Gabrielle intervenne.
«Armand», disse, «per loro non è pericoloso. La donna basterà a tenerlo sotto controllo. E ha tante cose da insegnare a tutti voi a proposito di questo tempo, se lo ascolterete.»
Si guardarono a lungo in silenzio. Il viso di Armand era di nuovo tenero, bello e gentile.
Con un gesto stranamente decoroso, prese la mano di Gabrielle e la tenne. Si alzò con lei, le lasciò la mano, si scostò un poco e raddrizzò le spalle. Ci guardò entrambi,
«Andrò da loro», disse con la voce più dolce. «E prenderò l’oro che mi offrite e cercherò rifugio in questa torre. E imparerò dal vostro appassionato novizio tutto ciò che ha da insegnarmi. Ma mi aggrapperò a queste cose solo perché galleggiano sulla superficie della tenebra in cui sto affogando. E non vorrei sprofondare senza aver capito qualcosa di più. Non vorrei lasciare l’eternità a voi senza… senza una battaglia finale.»
Lo studiai. Ma non irradiava nessun pensiero che chiarisse queste parole.

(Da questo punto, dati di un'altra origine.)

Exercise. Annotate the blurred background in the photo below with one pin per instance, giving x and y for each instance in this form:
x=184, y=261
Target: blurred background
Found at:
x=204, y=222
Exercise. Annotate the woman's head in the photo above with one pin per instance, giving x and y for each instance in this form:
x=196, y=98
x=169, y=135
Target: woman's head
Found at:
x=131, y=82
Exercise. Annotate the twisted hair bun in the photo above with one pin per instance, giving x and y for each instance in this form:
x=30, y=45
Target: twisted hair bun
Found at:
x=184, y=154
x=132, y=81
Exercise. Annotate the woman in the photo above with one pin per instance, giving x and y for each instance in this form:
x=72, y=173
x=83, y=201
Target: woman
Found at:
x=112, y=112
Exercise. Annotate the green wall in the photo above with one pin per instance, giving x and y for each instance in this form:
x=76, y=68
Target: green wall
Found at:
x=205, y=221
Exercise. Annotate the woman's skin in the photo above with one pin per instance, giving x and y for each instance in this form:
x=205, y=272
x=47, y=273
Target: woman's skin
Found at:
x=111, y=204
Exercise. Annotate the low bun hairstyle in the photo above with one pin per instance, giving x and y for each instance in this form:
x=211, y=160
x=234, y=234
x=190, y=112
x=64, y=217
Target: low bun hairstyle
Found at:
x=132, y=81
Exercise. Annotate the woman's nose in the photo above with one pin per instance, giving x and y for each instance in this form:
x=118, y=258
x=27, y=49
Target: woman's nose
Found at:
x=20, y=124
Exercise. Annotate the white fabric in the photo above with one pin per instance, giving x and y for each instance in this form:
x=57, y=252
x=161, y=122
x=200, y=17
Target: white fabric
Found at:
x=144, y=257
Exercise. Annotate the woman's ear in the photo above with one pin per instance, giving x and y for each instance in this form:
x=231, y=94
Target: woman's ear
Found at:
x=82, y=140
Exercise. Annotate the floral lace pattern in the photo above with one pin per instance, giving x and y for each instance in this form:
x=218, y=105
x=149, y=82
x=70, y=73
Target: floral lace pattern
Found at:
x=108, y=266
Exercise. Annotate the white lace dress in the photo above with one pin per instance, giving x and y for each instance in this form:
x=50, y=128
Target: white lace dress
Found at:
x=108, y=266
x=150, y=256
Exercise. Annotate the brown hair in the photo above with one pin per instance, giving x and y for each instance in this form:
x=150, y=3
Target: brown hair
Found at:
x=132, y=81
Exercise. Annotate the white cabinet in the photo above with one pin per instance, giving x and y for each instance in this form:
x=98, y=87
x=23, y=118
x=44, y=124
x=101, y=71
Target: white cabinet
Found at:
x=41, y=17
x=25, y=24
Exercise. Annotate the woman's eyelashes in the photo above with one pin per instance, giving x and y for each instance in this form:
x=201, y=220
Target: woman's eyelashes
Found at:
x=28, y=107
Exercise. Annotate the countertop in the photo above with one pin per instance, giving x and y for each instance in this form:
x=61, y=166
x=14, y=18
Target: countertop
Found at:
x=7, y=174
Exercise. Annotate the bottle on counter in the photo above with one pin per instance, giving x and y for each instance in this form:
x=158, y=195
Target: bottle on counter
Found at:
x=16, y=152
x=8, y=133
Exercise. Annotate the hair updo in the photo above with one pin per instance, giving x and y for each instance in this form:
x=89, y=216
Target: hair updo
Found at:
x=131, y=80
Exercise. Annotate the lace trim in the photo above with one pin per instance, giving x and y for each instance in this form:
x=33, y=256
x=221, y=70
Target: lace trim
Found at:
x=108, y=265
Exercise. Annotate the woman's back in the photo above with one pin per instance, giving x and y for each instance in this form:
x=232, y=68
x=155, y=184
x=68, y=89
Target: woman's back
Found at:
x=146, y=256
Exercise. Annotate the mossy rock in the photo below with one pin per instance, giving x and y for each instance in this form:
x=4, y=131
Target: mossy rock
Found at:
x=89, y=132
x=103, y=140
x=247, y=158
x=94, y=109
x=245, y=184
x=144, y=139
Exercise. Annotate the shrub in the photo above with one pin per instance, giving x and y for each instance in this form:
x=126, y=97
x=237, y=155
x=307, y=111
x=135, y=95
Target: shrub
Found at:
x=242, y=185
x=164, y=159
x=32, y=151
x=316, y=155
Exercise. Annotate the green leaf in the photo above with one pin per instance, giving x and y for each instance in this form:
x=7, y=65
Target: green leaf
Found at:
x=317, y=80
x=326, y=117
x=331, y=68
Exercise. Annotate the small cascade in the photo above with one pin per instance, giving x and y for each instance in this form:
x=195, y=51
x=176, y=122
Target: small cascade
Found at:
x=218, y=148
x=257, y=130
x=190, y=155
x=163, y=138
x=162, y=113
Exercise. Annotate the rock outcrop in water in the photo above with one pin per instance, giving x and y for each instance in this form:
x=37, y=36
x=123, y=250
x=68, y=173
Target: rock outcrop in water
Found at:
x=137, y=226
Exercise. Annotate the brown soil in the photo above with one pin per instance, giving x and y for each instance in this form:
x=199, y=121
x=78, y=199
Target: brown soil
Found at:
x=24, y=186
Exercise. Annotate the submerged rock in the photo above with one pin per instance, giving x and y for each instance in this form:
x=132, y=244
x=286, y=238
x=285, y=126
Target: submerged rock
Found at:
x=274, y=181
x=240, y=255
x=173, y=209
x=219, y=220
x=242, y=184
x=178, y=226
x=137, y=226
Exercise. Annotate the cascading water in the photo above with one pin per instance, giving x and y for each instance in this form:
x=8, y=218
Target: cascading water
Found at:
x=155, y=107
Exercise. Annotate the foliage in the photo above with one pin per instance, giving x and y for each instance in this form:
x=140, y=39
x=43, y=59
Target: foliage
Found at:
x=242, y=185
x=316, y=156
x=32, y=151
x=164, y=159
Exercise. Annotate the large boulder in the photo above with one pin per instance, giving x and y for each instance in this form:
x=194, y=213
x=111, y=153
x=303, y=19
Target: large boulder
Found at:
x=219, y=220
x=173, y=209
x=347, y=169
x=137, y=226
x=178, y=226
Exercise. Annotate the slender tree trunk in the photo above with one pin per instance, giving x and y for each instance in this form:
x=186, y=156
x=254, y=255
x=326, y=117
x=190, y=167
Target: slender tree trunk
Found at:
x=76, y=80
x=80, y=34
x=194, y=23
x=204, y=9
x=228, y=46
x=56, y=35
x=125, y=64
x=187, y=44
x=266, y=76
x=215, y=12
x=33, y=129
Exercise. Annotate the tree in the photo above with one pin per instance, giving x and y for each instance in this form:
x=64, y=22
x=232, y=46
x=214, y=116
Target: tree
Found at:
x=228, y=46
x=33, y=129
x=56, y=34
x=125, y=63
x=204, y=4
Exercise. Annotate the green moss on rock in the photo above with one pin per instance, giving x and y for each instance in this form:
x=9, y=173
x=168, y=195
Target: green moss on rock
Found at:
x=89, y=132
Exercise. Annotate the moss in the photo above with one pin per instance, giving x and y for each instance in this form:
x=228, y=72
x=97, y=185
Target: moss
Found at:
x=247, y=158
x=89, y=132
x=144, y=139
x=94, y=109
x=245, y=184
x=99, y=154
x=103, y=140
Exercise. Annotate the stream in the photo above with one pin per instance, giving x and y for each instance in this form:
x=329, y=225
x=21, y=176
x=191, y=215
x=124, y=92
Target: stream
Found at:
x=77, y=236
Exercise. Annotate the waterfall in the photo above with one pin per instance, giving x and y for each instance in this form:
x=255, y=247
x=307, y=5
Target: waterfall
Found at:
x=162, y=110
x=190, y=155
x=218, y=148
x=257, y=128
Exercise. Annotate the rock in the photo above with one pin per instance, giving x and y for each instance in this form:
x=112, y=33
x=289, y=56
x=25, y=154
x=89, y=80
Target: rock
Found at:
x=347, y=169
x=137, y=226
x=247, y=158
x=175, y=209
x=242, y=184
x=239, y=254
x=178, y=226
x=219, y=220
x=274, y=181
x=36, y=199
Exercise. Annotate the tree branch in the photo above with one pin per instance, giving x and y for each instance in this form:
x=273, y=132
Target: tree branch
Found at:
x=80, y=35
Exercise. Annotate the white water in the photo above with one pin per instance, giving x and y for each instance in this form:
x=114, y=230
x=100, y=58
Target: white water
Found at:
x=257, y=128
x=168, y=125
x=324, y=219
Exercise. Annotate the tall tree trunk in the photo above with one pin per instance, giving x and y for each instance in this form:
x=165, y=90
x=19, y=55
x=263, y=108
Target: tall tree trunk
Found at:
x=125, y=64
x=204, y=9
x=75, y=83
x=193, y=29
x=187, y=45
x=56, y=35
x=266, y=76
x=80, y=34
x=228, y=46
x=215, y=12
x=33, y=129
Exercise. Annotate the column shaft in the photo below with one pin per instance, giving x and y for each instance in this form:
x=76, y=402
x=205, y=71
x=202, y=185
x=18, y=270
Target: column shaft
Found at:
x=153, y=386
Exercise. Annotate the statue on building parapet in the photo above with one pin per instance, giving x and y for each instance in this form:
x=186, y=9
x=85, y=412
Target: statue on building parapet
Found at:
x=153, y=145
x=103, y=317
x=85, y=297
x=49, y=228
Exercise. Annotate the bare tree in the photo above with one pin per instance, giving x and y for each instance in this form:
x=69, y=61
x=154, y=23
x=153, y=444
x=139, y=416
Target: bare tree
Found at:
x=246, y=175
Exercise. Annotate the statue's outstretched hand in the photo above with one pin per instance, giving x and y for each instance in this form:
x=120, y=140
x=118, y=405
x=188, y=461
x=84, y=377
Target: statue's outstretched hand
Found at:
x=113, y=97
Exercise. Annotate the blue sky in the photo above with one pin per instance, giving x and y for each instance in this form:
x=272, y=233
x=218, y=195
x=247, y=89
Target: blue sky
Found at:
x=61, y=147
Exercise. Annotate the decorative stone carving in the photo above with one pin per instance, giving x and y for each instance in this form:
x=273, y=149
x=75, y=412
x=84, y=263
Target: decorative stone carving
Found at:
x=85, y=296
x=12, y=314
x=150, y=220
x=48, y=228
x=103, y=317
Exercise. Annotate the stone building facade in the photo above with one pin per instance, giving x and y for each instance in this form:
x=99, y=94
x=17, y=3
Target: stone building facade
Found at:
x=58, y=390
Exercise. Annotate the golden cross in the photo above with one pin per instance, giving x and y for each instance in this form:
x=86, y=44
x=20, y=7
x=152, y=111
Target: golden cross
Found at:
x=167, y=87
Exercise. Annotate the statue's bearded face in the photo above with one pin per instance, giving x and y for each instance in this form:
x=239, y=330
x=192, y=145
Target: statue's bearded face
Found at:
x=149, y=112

«Forse, con il passare degli anni», aggiunse, «il desiderio tornerà a me. Conoscerò di nuovo l’appetito, forse anche la passione. Forse, quando ci incontreremo in un’altra epoca, queste cose non saranno astratte e fuggevoli. Parlerò con un vigore che eguaglierà il tuo anziché limitarsi a rispecchiarlo. E discuteremo sull’immortalità e la saggezza. Parleremo di vendetta e di rassegnazione. Per ora mi basta dire che voglio rivederti. Voglio che le nostre strade s’incrocino nel futuro. E solo per questa ragione farò ciò che tu chiedi e non ciò che vuoi: risparmierò il tuo sciagurato Nicolas.»
Emisi un sospiro di sollievo. Eppure il suo tono era così cambiato, così forte, da destare in me un allarme profondo e silenzioso. Era il signore della congrega, sicuramente, taciturno ed energico, colui che sarebbe sopravvissuto anche se l’orfano che era in lui piangeva.
Ma poi sorrise con grazia, e il suo volto divenne triste e accattivante. Ridiventò il santo di Leonardo o, più esattamente, il giovane dio del Caravaggio. E per un momento sembrò che non potesse essere malefico e pericoloso. Era troppo radioso, troppo saturo di saggezza e di bontà.
«Ricordate i miei avvertimenti», disse. «Non le mie maledizioni.» Gabrielle e io annuimmo.
«E quando avrete bisogno di me», continuò Armand, «io ci sarò.»
Poi Gabrielle fece una cosa sorprendente: lo abbracciò e lo baciò. Io feci altrettanto.
Armand era docile e gentile e affettuoso tra le nostre braccia. E ci fece sapere, senza parlare, che sarebbe andato a raggiungere la congrega e che l’avremmo trovato là l’indomani sera.
Un attimo dopo se n’era andato e Gabrielle e io eravamo soli, come se lui non fosse mai stato in quella stanza. Non sentivo alcun suono nella torre. C’era soltanto il vento che soffiava nella foresta.
E, quando salii la scala, trovai la porta aperta e i campi che si estendevano fino ai boschi nella quiete ininterrotta.
Lo amavo. Lo sapevo, per quanto mi apparisse incomprensibile. Ma ero lieto che fosse finita, lieto che potessimo proseguire. Tuttavia rimasi a lungo aggrappato alle sbarre, a guardare i boschi lontani, e più oltre il riflesso fioco della città sulle nubi basse.